ごちゃペディア

はなまるデジタル創作紀行(DTM、TAS、いろいろな技術)

なぜTASはdesyncする?原因追求とデバッグの仕方

エミュレータのバグによるdesyncの傾向と対策。直接直したい人や、開発者に効果的なデバッグ依頼をしたいときに。

なお、TAS向けエミュレータで満たすべき要件は TASVideos / Laws Of TAS にまとめられています。

原因:矛盾したステートのセーブ・ロード

矛盾したステートのセーブ・ロードをするとdesyncします。例えば、AAAAと入力されたムービーに対して、AABBと入力されたステートをロードして、続きを作ってしまった場合などです。

ここではそういう、ある種ヒューマンエラー的なdesyncはさておいて、矛盾なく扱ったはずなのにdesyncする場合に的を絞ります。

根気でdesyncを乗り切るのは体力の無駄です。公式の Snes9x 1.51 でムービーを作成していた時期がありましたが、はっきり言って無駄な戦いに時間を使いました。まずエミュレータを直すべきです。

原因:ステートに保存すべき変数が保存されていない

ステートに保存すべき変数が保存されていなくてdesyncする場合です。ステートというのはハードウェアの状態(メモリの値、動作をエミュレートするためのカウンタ変数など)をすべてファイルに格納したものです。格納内容が足りていないとロード時に状態が元に戻りませんが、中には「何か足りていなくても、プレイする分には全然支障がなくて気づかない」ことがあります。TASは動きが細かいので、そういう細かいものがdesyncとして現れてきたりします。

desyncが起きる例(及び内部の動き)
  1. ムービー再生中の適当なタイミングで、ステート1を作成(このときエミュレータ内部の count という変数が count = 1 であるとする)
  2. 適当に1000フレーム動作させる(count = 2 になったとする)
  3. ステート1をロードする(count = 1 に戻って欲しいが、ステートに count が含まれていないと count = 2 になってしまう)
  4. そのまま動かしていくと、desyncする
どう報告する?(デバッグ材料の用意)

材料を用意しましょう。まず、適当なムービーを用意しておきます。TASのように「少し動きが変わると破綻しやすい」ものほど良いです。
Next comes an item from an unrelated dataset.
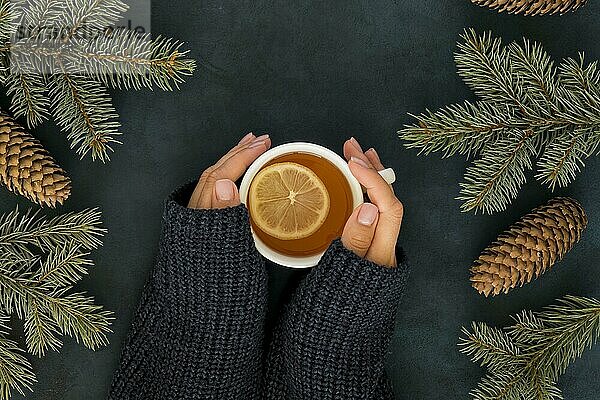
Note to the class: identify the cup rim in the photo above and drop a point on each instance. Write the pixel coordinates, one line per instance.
(313, 149)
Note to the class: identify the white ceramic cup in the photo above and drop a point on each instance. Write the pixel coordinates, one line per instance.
(315, 150)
  1. エミュレータを起動して(起動から始めること!)ムービーを再生します。ムービー再生時に開くROMを指定できればベストです。0フレーム目でポーズするなど、事前に極力余計なエミュレーションを行わないようにしてください。
  2. 再生中にいくつかステートを作成する(多いほど良い、動きが緻密でずれが禁物な箇所ほど良い、再生中のロードは厳禁)
  3. ステート作成後、適当な場所で適当なステートをロード→再生させて上記の最初の再生結果とずれがないか確認 を繰り返す。
  4. ずれを確認できたら、フレームカウンタを見つつ「ムービーをNフレームまで再生後、ステートAをロードするとずれる」というようにどのタイミングでロードすると起きるかを厳密に調べる。
  5. 開発者にムービーとステートAを渡して、「ただ再生した場合と、Mフレーム時点(ステートA作成時点)でステートセーブしておいて、その後Nフレーム目まで再生してステートをロードしたときで再生結果が違う」と伝える。「再生結果が違う」では曖昧なので「Xフレームあたりでキャラクターの攻撃が当たるはずが外れる」など、ゲームの内容に疎くてもわかるような表現で具体的に伝えると良い。
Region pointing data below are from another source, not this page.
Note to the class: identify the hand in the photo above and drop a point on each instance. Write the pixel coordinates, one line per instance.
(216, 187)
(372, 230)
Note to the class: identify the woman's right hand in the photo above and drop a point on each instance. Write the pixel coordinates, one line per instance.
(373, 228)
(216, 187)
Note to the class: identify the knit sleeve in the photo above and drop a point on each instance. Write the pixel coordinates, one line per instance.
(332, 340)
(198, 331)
だいたいこのくらいできれば材料になると思います。再現「手順」を明確にすることが大切です。

いつのバージョンから起きる?

過去のバージョンでは問題がなかったのに、今のバージョンでは問題が起きているという場合、まずいつのバージョンから起きているかを明確にするとよいです。開発者の方は、SVNやGitなどのどのコミットが原因なのか、古いバージョンを受信・コンパイルしつつ二分探索的に探していきましょう。開発者でない方は開発途中の細かいバージョンの特定がしづらいかもしれませんが、SkyDrive - Orleans / Emulation などから過去の開発時ビルドを探してテストすると、範囲を絞り込むことができます。

どうデバッグする?

まずは寄せられた材料で状況が再現できることを確認しましょう。

大抵のエミュレータでは、主要な構造体がいくつかあって(CPU、PPU、SPU 等)その中にエミュレーションに関係する変数があります。時々そうではなく、何気なく使われているグローバル変数が重要なこともあります。手順としては、

  1. 主要な構造体、怪しげなグローバル変数をウォッチに追加する
  2. ステートセーブ後の位置にブレークポイント設置、ムービーを頭から再生して、Mフレーム時点でポーズしてステートセーブ、ウォッチ内容をコピペするなどして控える
  3. ステートロード後の位置にブレークポイント設置、Nフレームまで再生してステートロード、ウォッチ内容をコピペするなどして控える
  4. 2つのウォッチ内容を比較して差異のある箇所に着目する

こういう感じでしょうか。簡単にわかることもわからないこともあります。怪しい変数があればステートに変数を追加してみて、同じ手順を行なってみましょう。ずれがなくなれば修正成功です。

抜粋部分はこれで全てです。